I want to grab specific users ID from the /etc/passwd
file in bash.
A given user ID is made of exactly 6 characters, either 6 integers or 1 letter and 5 integers (the letter is always the first character of the user ID in the second case). See example below:
398329
y32839
392009
r39288
I am looking for a regex pattern to get a list with only the user IDs that match this format, from my /etc/passwd
file. This is what I did so far:
users="$(cut -d: -f1 /etc/passwd | grep -o '[0-9]*')"
I could get the user IDs with numbers but since my regex is limited, any help would be appreciated. Thanks!
You can use grep
with correct regex like this:
cut -d: -f1 /etc/passwd | grep -E '^[a-zA-Z0-9][0-9]{5}$'
398329
y32839
392009
r39288
^[a-zA-Z0-9][0-9]{5}$
will match username of 6 digits or a letter followed by 5 digits.
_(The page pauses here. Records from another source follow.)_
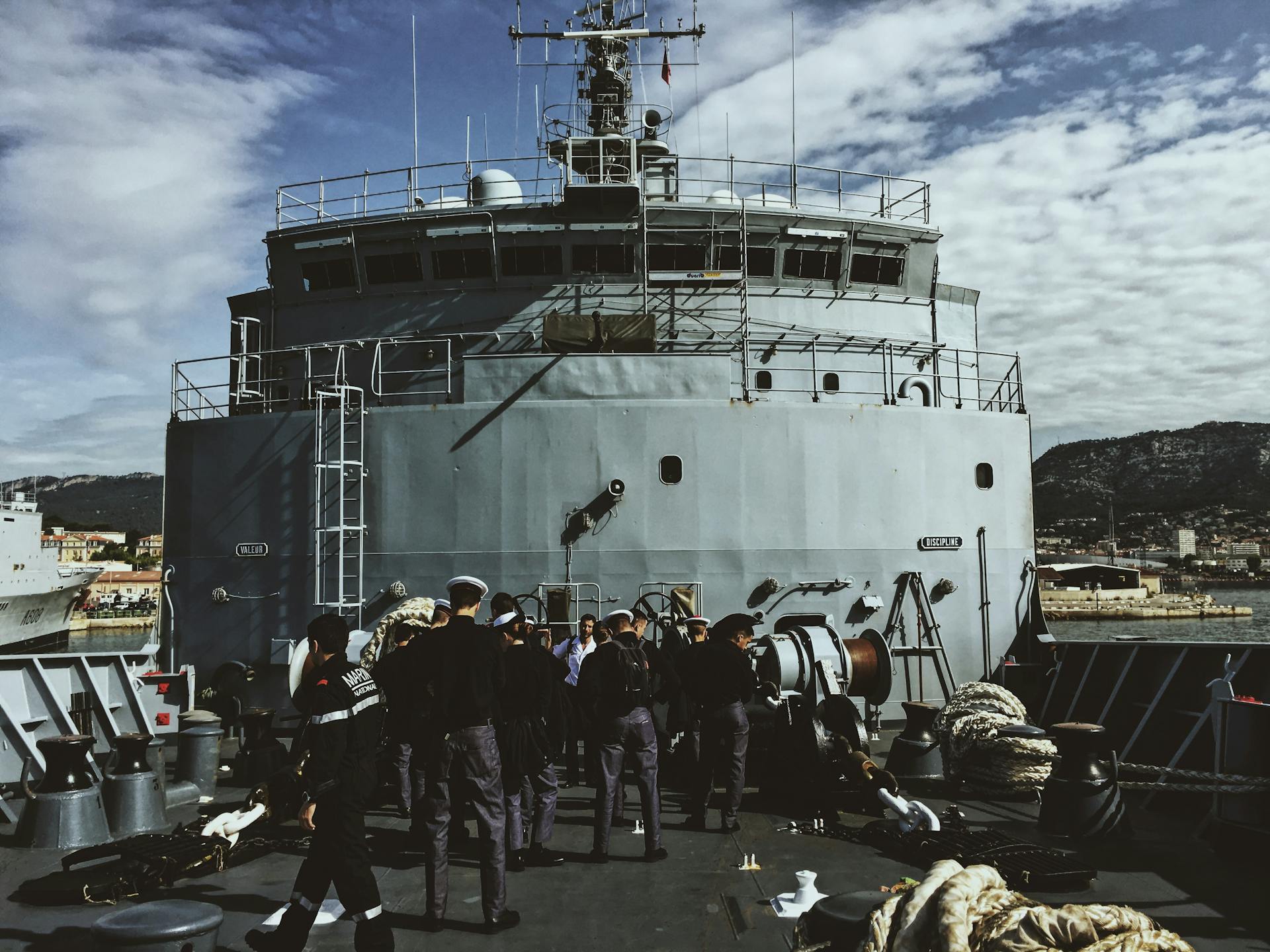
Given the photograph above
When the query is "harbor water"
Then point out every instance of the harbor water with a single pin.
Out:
(131, 639)
(1255, 629)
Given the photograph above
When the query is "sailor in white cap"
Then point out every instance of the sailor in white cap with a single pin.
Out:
(465, 674)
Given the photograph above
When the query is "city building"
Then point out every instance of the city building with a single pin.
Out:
(150, 545)
(144, 584)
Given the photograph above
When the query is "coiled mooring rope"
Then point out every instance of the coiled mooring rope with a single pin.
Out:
(973, 752)
(987, 763)
(969, 909)
(417, 610)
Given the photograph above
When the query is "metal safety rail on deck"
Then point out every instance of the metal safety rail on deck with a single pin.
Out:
(427, 188)
(820, 366)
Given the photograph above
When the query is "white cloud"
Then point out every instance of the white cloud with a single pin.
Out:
(1191, 54)
(1115, 227)
(130, 140)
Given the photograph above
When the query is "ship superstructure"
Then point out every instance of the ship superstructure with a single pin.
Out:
(37, 594)
(603, 374)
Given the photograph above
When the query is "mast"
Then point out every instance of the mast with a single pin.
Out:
(605, 78)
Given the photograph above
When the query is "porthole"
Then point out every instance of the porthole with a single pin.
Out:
(671, 470)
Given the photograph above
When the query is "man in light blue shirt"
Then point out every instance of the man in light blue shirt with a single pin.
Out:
(573, 651)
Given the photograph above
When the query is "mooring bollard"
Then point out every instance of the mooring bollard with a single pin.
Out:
(1081, 797)
(915, 754)
(198, 756)
(131, 791)
(65, 810)
(262, 754)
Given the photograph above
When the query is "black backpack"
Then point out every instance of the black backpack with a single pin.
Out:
(633, 681)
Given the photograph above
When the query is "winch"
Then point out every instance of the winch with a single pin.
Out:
(810, 677)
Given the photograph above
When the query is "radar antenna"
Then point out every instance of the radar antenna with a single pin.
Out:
(603, 75)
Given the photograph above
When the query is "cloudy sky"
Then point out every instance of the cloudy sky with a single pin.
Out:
(1100, 169)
As an improvement , you can replace cut + grep
with this single awk
command:
awk -F: '$1 ~ /^[a-zA-Z0-9][0-9]{5}$/{print $1}' /etc/passwd
grep with perl regex:
grep -oP '\w:\d{5}' /etc/passwd
example results:
4:65534
x:65534
I assume you're referring to the password encrypted field in etc/passwd, which is separated with colon; but if you really only concerned with UIDs that actually begin with a letter then simply remove the second colon in the regex, '\\w\\d{5}'
.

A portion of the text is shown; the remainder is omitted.